Vliegen

Geert Smulders is al 38 jaar fysiotherapeut en stelt momenteel, met het oog op zijn naderende pensionering, een boekwerkje samen met anekdotes uit zijn carrière. Hieronder een levendig voorbeeld.

Tekst: Geert Smulders | Beeld Marcel Leuning

 

Iedere medisch professional heeft wel een patiënt (gehad) die hij of zij nooit vergeet. Omdat de omstandigheden bijzonder waren, het behandeltraject aangrijpend, of juist omdat zich iets grappigs voordeed in het contact. In deze reeks vertellen collega’s over de meest memorabele momenten in hun werk.

Een kleine veertig jaar geleden was tapotage een veel toegepaste behandeling bij vastzittend slijm en een dreigende longontsteking. Mits toegepast in de vereiste drainagehouding(en) een goede interventie. Een van mijn patiënten was een zeer zware vrouw van ongeveer 65 jaar.  Door haar immobiele leefwijze wegens ‘een open been’, dreigden er longproblemen en was behandeling aan huis de door de huisarts voorgeschreven therapie. Mevrouw woonde samen met haar, eveneens corpulente, echtgenoot in een van de naoorlogse noodwoningen in een Brabants kerkdorp.

Je kwam het huisje binnen via de keuken, een ruimte van anderhalf bij drie meter, waarin links tegen de buitenmuur, een terrazzo aanrechtje met daarin een betegelde spoelbak. Deze laatste leek door de tand des tijds meer op een scrabble-bord. Op het aanrecht lag een drietal vissen. Zo te zien waren ze kort daarvoor gevangen, want ze oogden nog goed. Echter, de geur van de dode dieren lokte vele vliegen in het voorportaal dat keuken heette.

‘Dit zul je nog niet eerder gezien hebben’

In de daarachter gelegen woonkamer waren de vliegen ook talrijk aanwezig. Mijn cliënt zat aan tafel in een van kepers vervaardigd zitmeubel waaronder vier zware zwenkwielen. Aan de tafel zaten verder haar echtgenoot en twee andere mannen, waarschijnlijk die van de vissen. Het viertal was aan het rikken; op dat moment een spelletje ‘misère’. De kaarters waren niet van plan hun spel ten behoeve van de therapie te onderbreken. Mede daardoor was het niet mogelijk om de ook hier zo belangrijke drainagehoudingen toe te passen.

In de namiddag zou de Wit-Gele Kruis-zuster komen om het been en de voet van mevrouw van een verse laag antidecubituszalf en schoon verband te voorzien.

Later die week, ik bezocht mevrouw tweemaal per week, stond er een, voor mij bekende, Renault 16 naast de heg; de huisarts was op bezoek. Ik parkeerde mijn appelgroene viertje er pal achter. Binnengekomen zag ik de huisarts geknield voor mevrouw op de grond zitten.

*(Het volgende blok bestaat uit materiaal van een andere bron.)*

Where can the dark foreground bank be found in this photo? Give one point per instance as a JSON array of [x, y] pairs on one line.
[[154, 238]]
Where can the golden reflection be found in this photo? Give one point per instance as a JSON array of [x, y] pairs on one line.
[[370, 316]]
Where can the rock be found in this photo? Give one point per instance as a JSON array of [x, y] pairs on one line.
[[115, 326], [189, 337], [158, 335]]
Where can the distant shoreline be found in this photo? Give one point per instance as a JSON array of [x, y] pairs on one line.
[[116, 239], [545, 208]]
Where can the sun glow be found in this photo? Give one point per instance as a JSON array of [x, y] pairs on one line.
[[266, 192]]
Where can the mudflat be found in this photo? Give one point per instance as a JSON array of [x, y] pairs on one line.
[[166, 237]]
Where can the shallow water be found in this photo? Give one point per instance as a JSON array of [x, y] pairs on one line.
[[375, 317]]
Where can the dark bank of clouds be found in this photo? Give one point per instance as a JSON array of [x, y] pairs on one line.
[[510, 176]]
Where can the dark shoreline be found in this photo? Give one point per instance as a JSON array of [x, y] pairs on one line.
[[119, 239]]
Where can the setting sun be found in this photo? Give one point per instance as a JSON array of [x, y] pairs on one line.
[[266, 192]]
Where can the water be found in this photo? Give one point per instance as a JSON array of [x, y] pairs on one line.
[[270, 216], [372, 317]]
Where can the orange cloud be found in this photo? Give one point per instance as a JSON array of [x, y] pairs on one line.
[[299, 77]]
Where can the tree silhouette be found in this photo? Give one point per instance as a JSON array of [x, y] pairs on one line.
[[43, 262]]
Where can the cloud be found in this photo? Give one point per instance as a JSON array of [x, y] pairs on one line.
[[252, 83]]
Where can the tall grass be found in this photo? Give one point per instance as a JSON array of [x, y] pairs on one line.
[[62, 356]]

Haar been was ontdaan van de windsels. Diepe groeven gevuld met de zalf liepen door het weefsel van het onderbeen. ‘Ah, de fysiotherapeut. Kom erbij en kijk maar eens goed: dit zul je nog niet eerder gezien hebben.’ De dokter plukte met een pincet levende maden uit de op bloemkool lijkende tenen. Mevrouw onderging deze handeling gelaten; zij had geen keus. De vliegen daarentegen des te meer. De arts verzamelde de wormen in een lege zalfpot, waarvan ik het opschrift ‘niet om in te nemen’ nog net kon lezen. Een confronterend schouwspel waarbij mijn aan-wezigheid op dat moment niets toevoegde. ‘Ik kom later nog terug’, zei ik en vertrok.

Later was de volgende week. Bij binnenkomst lagen er geen vissen op het aanrecht. Aan tafel was druk overleg; moeder zat er niet bij. ‘Och, we hadden de masseur moeten afbellen’, sprak de heer des huizes me toe. ‘Ons moeke is overleden; ze is uit de miserie.’